Malumunuz pazartesi akşamı Ankaragücü-Rizespor maçından sonra yaşananlar Türk futbol tarihine kara leke olarak yazıldı. Maçtan sonra Ankaragücü Başkanı Faruk Koca, sahaya girerek hakem Halil Uğur Meler’i yumrukladı. Yumruğun etkisiyle yere düşen Meler’i Başkan’ın yanındaki kişiler de tekmeledi. Görüntüleri izlerken kanım dondu. Nasıl böyle bir şey olur dedim? Ancak çarşambanın gelişi perşembeden belliydi. Yani kulüp başkanları, yöneticilerin son haftalardaki açıklamaları böyle bir olayın yaşanacağını bize gösteriyordu.

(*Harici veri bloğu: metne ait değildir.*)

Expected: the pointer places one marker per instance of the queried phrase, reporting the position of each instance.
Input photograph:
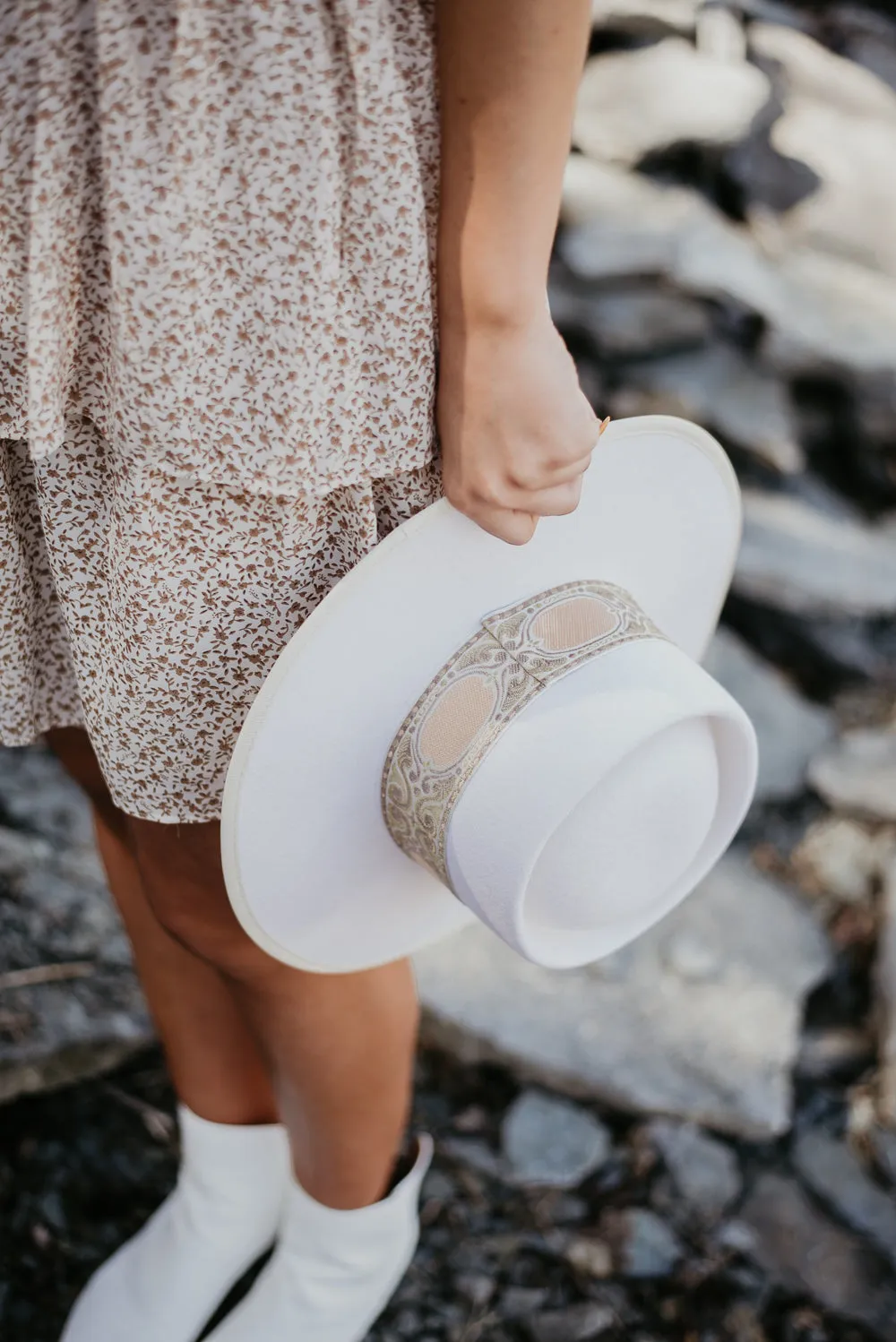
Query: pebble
(552, 1142)
(834, 1051)
(804, 1251)
(518, 1302)
(633, 102)
(857, 772)
(883, 1148)
(644, 1245)
(575, 1323)
(590, 1256)
(837, 1177)
(841, 857)
(475, 1287)
(704, 1172)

Sonunda olan oldu dünyaya rezil olduk. Başkan Koca cezaevine girdi, hakem Meler hastanelik oldu. Ligler süresiz ertelendi, Türk futbolu büyük bir yara aldı. Kınamalar arka arkaya yapıldı.
Türkiye Spor Yazarları Derneği Genel Merkezi’nin bildirisi en dikkat çekici olandı. Açıklamasını da yazımın girişinde olduğu gibi verdim. Maalesef bu olayların yaşanmasında hepimizin suçu var. Kimse kendisini bundan sıyıramaz. Umarım ve dilerim bu bize ders olur, milat olur.